Priority: A comprar alpargatas que lo que viene es joropo, las bases del PSUV decideron, Nicolás Maduro candidato Presidential, 4.240.032 Participaron. Unidos Nosotros Venceremos!! pic.twitter.com/DIVGhNstmc
— Diosdado Cabello R (@dcabellor) March 11, 2024
Mr. Cabello wrote on X that 4,240,032 people participated in the vote. “Unite we win!!” he wrote.
Mr Maduro's re-election to a six-year term in 2018 was widely seen as fraudulent, but was not recognized by the United States and dozens of other countries and was hit with a series of sanctions.
Instead, many countries recognized his poll rival Juan Guaido as interim president.
Four years after a rival shadow government collapsed, a war in Ukraine disrupted energy supplies and shifted global priorities, President Maduro still maintains a firm grip on power in the oil-rich country. .
He receives support not only from Cuba, Russia and China, but also from the political patronage system and the military.
“Fatally injured”
Last week, Venezuela's National Electoral Council (CNE) announced that elections would be held on July 28 in the South American country, which is still in dire economic straits.
This comes in response to a court ruling in Barbados last year in which the Maduro government and the opposition agreed to hold a free and fair vote in the presence of international observers, and the opposition candidate was disqualified from holding the presidential office. This was after the appeal was approved.
The deal allowed the U.S. to ease sanctions on Venezuela, allowed U.S.-based Chevron to resume limited oil extraction, and led to a prisoner swap.
But since then, the Maduro-loyal Supreme Court has upheld a 15-year ban on opposition primary winner Maria Colina Machado and others, prompting the US government to consider reimposing sanctions. .

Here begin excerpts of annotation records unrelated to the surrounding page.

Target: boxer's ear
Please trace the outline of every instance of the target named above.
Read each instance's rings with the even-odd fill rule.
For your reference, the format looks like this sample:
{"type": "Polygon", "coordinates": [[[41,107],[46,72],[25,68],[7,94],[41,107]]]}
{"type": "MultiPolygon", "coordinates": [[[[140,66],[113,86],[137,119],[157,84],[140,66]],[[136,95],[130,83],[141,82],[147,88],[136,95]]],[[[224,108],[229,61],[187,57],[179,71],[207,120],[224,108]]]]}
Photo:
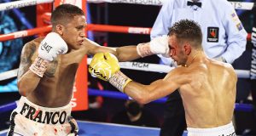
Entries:
{"type": "Polygon", "coordinates": [[[58,32],[61,36],[63,35],[64,31],[64,26],[62,25],[56,25],[55,31],[58,32]]]}
{"type": "Polygon", "coordinates": [[[191,53],[191,46],[190,46],[190,44],[186,43],[186,44],[183,46],[183,48],[184,48],[184,50],[185,50],[185,54],[186,54],[187,55],[190,54],[190,53],[191,53]]]}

President Maduro said in January that the Barbados agreement had been “mortally wounded” after government officials claimed they had thwarted a number of U.S.-backed plots to assassinate Maduro.
President Maduro has increased his public appearances in recent weeks ahead of the campaign period, which officially begins on July 4.
The CNE announced last week that it had extended invitations to election observers from the European Union and United Nations, the US-based NGO Carter Center, BRICS, the African Union and others.
The vote will take place on the birthday of Maduro's predecessor Chavez, who is still hailed by many Venezuelans as a hero of the revolution.
Presidential candidates can formally submit their candidacy to the CNE from March 21st to March 25th.